Niamey - “En el patio de la misión de Bomoanga, ya no hay nadie para recibir a quienes necesitaban ser escuchados, consolados o encontrar una mano amiga que quisiese compartir su dolor", así lo escribe el p. Mauro Armanino, de la Sociedad de Misiones Africanas, hermano de comunidad del p. Luigi Maccalli secuestrado el 17 de septiembre de 2018 y que aún se encuentra en manos de sus secuestradores, unos completos desconocidos.
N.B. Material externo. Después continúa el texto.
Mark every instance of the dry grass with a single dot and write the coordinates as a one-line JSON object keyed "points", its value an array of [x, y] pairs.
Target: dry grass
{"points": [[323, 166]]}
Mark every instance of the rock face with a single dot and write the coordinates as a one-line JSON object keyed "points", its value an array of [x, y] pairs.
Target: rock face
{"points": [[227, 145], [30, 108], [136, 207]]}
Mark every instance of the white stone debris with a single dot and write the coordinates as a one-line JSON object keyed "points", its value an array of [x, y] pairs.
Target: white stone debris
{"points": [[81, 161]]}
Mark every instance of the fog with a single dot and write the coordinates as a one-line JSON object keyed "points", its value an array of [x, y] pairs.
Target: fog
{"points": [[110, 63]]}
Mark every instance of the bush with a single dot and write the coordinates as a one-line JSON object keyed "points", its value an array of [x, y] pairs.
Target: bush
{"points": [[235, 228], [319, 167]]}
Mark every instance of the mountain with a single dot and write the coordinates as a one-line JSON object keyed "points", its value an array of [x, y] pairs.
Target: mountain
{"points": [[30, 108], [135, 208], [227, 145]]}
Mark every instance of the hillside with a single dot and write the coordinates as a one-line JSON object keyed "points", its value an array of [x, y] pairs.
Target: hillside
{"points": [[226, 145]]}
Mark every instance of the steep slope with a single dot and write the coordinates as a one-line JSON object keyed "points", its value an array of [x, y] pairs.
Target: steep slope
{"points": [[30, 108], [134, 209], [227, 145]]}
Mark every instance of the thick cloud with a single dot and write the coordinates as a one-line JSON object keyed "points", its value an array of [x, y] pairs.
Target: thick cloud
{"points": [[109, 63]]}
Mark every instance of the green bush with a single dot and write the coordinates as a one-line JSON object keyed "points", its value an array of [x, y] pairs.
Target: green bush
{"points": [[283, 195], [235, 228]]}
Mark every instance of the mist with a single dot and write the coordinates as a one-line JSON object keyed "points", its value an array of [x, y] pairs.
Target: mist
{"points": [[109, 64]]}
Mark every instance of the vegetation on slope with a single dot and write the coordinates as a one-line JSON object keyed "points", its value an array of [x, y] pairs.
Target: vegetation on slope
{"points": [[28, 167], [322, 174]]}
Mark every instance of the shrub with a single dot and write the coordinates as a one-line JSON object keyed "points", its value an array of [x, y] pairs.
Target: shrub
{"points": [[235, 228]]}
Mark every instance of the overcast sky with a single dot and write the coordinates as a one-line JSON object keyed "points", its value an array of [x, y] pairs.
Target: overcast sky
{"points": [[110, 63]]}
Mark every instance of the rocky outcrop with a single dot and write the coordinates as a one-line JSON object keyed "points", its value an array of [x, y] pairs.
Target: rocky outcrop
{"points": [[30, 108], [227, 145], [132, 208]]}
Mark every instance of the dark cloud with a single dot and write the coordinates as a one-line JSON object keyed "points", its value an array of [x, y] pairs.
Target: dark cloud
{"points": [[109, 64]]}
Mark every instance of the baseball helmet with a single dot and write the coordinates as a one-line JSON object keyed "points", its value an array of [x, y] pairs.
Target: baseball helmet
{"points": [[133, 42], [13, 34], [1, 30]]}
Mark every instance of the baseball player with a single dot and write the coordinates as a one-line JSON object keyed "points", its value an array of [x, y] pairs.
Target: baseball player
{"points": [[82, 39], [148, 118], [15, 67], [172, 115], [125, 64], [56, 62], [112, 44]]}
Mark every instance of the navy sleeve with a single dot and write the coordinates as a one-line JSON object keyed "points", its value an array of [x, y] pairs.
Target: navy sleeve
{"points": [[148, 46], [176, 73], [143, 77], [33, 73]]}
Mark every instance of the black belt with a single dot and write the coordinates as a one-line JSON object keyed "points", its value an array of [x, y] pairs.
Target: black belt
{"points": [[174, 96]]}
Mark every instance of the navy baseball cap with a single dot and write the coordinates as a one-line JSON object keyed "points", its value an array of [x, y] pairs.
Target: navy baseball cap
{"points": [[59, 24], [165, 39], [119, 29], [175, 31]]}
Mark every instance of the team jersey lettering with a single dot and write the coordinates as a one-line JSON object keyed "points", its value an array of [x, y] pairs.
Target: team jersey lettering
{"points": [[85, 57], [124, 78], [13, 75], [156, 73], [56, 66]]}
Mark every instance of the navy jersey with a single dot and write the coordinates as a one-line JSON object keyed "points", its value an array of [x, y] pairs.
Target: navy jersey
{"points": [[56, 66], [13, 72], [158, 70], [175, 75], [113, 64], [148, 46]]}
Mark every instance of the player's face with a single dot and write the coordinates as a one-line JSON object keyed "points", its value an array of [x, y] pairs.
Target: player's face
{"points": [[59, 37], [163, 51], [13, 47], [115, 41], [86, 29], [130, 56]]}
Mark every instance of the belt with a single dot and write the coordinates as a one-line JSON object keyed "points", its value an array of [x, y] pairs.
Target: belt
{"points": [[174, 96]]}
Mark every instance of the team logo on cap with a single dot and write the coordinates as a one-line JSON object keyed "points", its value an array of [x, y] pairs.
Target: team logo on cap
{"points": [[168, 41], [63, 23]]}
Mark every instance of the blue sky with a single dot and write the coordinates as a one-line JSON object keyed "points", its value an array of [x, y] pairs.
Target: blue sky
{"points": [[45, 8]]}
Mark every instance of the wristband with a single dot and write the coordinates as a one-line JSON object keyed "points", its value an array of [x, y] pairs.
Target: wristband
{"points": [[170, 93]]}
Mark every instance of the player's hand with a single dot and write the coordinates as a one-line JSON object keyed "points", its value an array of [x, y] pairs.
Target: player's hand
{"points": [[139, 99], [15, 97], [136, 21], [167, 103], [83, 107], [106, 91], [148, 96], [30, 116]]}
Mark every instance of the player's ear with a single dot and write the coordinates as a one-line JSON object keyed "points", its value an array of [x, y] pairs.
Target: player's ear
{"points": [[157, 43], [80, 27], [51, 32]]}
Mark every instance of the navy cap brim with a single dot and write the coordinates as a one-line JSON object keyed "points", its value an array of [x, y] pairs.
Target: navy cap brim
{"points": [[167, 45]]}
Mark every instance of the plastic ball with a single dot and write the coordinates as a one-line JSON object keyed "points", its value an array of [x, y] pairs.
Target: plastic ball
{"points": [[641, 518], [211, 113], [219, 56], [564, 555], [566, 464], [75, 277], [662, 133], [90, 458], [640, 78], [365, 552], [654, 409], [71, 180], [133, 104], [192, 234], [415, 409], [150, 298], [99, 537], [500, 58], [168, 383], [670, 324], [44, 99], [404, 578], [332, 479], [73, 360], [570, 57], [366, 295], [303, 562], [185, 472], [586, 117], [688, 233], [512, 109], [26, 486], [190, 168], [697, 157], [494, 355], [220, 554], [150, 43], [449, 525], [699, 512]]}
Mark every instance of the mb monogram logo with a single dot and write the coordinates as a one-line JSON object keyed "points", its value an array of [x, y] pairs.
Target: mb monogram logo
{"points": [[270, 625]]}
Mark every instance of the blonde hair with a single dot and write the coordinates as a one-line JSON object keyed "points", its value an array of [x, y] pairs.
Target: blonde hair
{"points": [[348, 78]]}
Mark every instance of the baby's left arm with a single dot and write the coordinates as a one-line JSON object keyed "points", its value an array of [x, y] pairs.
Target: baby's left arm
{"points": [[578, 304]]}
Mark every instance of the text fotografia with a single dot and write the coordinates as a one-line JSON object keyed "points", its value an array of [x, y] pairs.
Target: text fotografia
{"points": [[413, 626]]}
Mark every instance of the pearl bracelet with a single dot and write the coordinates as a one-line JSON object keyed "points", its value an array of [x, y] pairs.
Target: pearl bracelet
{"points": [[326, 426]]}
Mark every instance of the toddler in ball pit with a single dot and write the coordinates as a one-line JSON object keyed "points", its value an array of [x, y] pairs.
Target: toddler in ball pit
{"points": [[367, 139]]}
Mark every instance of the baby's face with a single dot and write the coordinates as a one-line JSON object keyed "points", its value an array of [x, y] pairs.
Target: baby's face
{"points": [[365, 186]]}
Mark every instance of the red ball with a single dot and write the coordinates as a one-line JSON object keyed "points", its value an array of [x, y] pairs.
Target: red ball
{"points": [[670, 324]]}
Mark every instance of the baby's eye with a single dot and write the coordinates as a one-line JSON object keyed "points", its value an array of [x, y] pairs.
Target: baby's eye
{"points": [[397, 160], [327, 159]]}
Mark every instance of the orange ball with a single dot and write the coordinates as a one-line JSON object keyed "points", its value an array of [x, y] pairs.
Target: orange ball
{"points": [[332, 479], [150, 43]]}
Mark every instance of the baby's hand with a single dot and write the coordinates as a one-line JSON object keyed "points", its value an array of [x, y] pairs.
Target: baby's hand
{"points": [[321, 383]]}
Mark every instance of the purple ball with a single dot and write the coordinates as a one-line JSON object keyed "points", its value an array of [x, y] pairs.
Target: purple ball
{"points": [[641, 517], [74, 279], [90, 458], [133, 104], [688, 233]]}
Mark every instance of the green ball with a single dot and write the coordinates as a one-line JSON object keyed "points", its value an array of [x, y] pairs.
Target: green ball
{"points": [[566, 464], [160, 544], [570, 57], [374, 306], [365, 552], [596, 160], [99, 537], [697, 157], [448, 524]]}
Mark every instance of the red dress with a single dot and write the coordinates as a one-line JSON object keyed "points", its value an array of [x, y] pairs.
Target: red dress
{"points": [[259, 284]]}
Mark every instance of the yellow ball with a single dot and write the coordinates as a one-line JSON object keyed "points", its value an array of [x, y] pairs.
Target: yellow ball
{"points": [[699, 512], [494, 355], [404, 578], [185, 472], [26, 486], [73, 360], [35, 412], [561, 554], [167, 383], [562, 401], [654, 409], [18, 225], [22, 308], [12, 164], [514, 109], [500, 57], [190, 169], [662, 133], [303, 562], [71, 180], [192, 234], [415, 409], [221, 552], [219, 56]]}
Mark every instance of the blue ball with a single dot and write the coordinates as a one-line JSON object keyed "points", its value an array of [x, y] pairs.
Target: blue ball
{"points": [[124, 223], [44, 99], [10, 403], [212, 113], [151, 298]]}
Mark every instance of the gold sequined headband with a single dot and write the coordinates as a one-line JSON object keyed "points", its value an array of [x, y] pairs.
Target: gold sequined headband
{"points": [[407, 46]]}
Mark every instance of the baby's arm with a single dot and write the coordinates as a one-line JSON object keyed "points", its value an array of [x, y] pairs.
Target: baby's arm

A pesar de las notas desalentadoras que se están difundiendo debido al silencio prolongado desde aquel día de hace dieciséis meses, cuando el misionero fue sacado por la fuerza de su misión en Bomoanga , la oración y la esperanza de muchas personas continúa sin cesar.
“Una señora local que cuida a niños desnutridos, nos decía con desanimo que la desaparición del padre está llevando a la muerte de la comunidad. Además nos comentó su dolor por la 'falta de acción' de Dios que, según ella, parece que se limita a 'mirar' lo que ocurre”, señala el p. Armanino explicando algunas de las notas de desconsuelo que empiezan a surgir entre la gente. Pero "tal vez ella no se ha dado cuenta de que desde Niamey, pasando por Bomoanga, el pueblo del secuestro de Pierluigi, se mantiene vivo un hilo delgado que no se ha roto. Un hilo de fuego y arena llamado esperanza". Son muchos los hermanos de comunidad del misionero secuestrado y los fieles en Níger, en Italia y en otras partes del mundo, que continúan rezando y esperando poder abrazar nuevamente al Padre Luigi Maccalli.